Simone Guerri

Personal information
- Date of birth: 27 June 1982 (age 43)
- Place of birth: Arezzo, Italy
- Height: 1.81 m (5 ft 11+1⁄2 in)
- Position: Midfielder

Youth career
- Fiorentina

Senior career*
- Years: Team / Apps / (Gls)
- 2002–2003: Florentia Viola / 0 / (0)
- 2003: Trento / 2 / (0)
- 2003: Montevarchi / 2 / (0)
- 2003–2004: Aglianese / 30 / (0)
- 2004–2005: Imolese / 34 / (2)
- 2005–2007: Castelnuovo / 62 / (5)
- 2007–2009: Pistoiese / 55 / (6)
- 2009–2010: Figline / 33 / (1)
- 2010–2012: Barletta / 55 / (2)
- 2012–2013: Gubbio / 15 / (4)
- 2013–2014: Torres / 34 / (3)
- 2014–2015: Gubbio / 32 / (2)
- 2015–2016: Paganese / 30 / (3)
- 2016–2018: Robur Siena / 43 / (1)

International career
- 1999: Italy U16 / 2 / (0)
- 1999: Italy U17 / 1 / (0)

= Simone Guerri =

Italian footballer (born 1982)

Simone Guerri (born 27 June 1982) is an Italian footballer. He spent entire professional career in Serie C.

==Biography==
Born in Arezzo, Tuscany, Guerri started his career at AC Fiorentina. After the club bankrupted, he remained in Florence as member of newly formed successor Florentia Viola (later ACF Fiorentina). In January 2003, he left for Trento. He then involved into a swap deals between Trento, Mantova and Montevarchi, which Guerri left for Montevarchi.
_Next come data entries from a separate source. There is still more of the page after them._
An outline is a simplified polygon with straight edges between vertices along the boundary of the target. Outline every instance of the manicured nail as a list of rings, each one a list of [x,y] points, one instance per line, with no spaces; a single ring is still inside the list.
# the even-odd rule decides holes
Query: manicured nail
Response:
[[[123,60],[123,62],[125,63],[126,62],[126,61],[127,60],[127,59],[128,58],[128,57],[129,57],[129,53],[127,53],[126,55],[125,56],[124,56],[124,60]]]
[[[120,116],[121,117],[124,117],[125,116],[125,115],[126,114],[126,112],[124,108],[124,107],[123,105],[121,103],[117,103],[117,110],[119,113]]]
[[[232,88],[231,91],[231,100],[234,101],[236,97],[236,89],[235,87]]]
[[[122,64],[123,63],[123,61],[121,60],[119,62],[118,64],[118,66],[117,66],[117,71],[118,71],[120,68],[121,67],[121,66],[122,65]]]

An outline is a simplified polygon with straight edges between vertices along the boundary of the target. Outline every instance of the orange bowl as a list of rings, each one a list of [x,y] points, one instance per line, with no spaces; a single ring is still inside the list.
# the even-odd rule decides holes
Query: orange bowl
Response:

He then played for Aglianese, Imolese and Castelnuovo in Serie C2. In 2007, he was signed by Prima Divisione (Serie C1) team Pistoiese and left the club after the club went bankrupt. In 2009–10 season he played for another Prima Divisione team Figline but the team also bankrupted after the season.

In August 2010, he was signed by Barletta.

===International career===
He played for Italy U16 team (now Italy U17) at 1999 UEFA European Under-16 Football Championship qualifying. He also played once for Italy U17 (now U18), the feeder team of U18 (now Italy U19).